By these orders it has been clarified by the High Court that the case has reached conclusion and liberty has been granted to the 1st respondent to raise all the points in a proceeding the 1st respondent may have to adopt if the criminal case is dismissed against him. The appellants are within their right to oppose the directions issued in the order dated 19-10-2000. However in the long run this may prove disadvantageous to the appellants. It is possible that if the case is decided against the 1st respondent and the higher court feels that application to lead necessary evidence has been wrongly rejected, the whole case may have to be sent back for leading this evidence. We therefore asked the appellants whether they wanted to still oppose the directions issued. We were told that they did. We therefore allow the appeal against the order dated 19-10-2000 and set aside the directions issued therein.
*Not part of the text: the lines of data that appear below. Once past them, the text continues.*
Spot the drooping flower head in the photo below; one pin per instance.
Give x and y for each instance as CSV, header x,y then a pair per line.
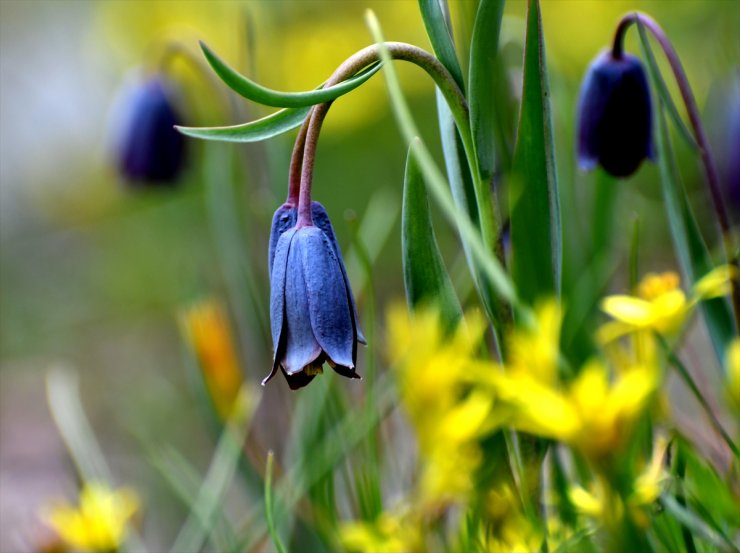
x,y
148,149
615,115
312,309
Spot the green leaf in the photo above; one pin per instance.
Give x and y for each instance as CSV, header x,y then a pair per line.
x,y
691,250
265,96
490,266
273,125
63,397
424,272
268,506
205,511
485,85
535,215
657,79
441,39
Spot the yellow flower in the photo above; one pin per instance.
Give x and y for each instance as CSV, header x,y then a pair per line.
x,y
660,305
391,532
733,374
607,505
592,413
206,329
98,524
435,370
535,351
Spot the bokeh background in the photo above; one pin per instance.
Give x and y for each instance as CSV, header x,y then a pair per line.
x,y
93,274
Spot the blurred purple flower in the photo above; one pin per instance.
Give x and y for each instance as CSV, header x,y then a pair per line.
x,y
312,309
615,116
148,149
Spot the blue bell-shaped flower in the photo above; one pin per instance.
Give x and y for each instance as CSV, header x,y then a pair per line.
x,y
312,309
615,115
148,149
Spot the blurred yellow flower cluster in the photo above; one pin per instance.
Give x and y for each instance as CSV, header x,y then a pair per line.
x,y
660,305
456,400
98,523
434,379
206,329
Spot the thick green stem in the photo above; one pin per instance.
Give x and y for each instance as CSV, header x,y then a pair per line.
x,y
455,100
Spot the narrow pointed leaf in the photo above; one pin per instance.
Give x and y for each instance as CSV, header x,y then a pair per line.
x,y
662,89
424,272
267,127
535,215
691,250
441,39
483,82
260,94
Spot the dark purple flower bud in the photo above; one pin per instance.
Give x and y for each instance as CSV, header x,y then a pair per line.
x,y
311,307
615,116
148,149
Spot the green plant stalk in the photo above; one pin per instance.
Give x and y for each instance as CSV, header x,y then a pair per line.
x,y
268,506
689,381
455,100
710,169
489,263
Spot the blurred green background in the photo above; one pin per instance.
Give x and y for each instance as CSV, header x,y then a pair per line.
x,y
92,274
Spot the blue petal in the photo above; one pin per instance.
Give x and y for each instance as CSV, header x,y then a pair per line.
x,y
301,347
277,298
321,220
283,219
328,304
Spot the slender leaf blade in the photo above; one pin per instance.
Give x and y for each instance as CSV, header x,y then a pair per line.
x,y
691,250
255,131
484,88
256,92
425,275
535,217
660,86
441,38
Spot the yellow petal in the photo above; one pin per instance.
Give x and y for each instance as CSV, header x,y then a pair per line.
x,y
630,310
716,283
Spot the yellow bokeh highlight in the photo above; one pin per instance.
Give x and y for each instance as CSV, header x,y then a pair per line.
x,y
98,523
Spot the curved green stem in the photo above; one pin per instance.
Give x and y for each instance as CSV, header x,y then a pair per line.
x,y
452,95
710,169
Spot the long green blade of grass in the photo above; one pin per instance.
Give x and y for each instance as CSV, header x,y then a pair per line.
x,y
535,213
267,97
425,275
484,86
691,250
220,473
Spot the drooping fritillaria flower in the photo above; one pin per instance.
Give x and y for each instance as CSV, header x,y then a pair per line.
x,y
312,309
148,149
615,115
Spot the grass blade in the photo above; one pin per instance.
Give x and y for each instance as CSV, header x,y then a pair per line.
x,y
261,129
490,266
265,96
268,506
535,216
484,75
425,275
441,39
220,473
691,250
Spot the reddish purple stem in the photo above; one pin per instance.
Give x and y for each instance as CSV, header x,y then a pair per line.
x,y
710,169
The application filed by the 1st respondent will stand rejected.” (Emphasis is mine). 9. This Court even while agreeing on the well known principles of exercise of power and grant of indulgence in matters arising from an application filed under Section 311 of the Code, finds it difficult to be in agreement with the petitioner, considering the circumstances that his earlier application stood dismissed as back as in the year 1996 and the petitioner slept over the matter for a period of 7 years before he filed a second application for leading evidence i.e. on 23.12.2003 and which has since been rejected by the learned court below in the light of the earlier rejection dated 31.07.1996. Even while liberty is afforded to litigating parties under the provisions of Section 311 of the Code for examination/recall/re-examination of witnesses and which has to be construed liberally by the courts but it certainly is not a premium to such of the parties who have slept over their rights. 10. With the aforesaid observations the application is dismissed.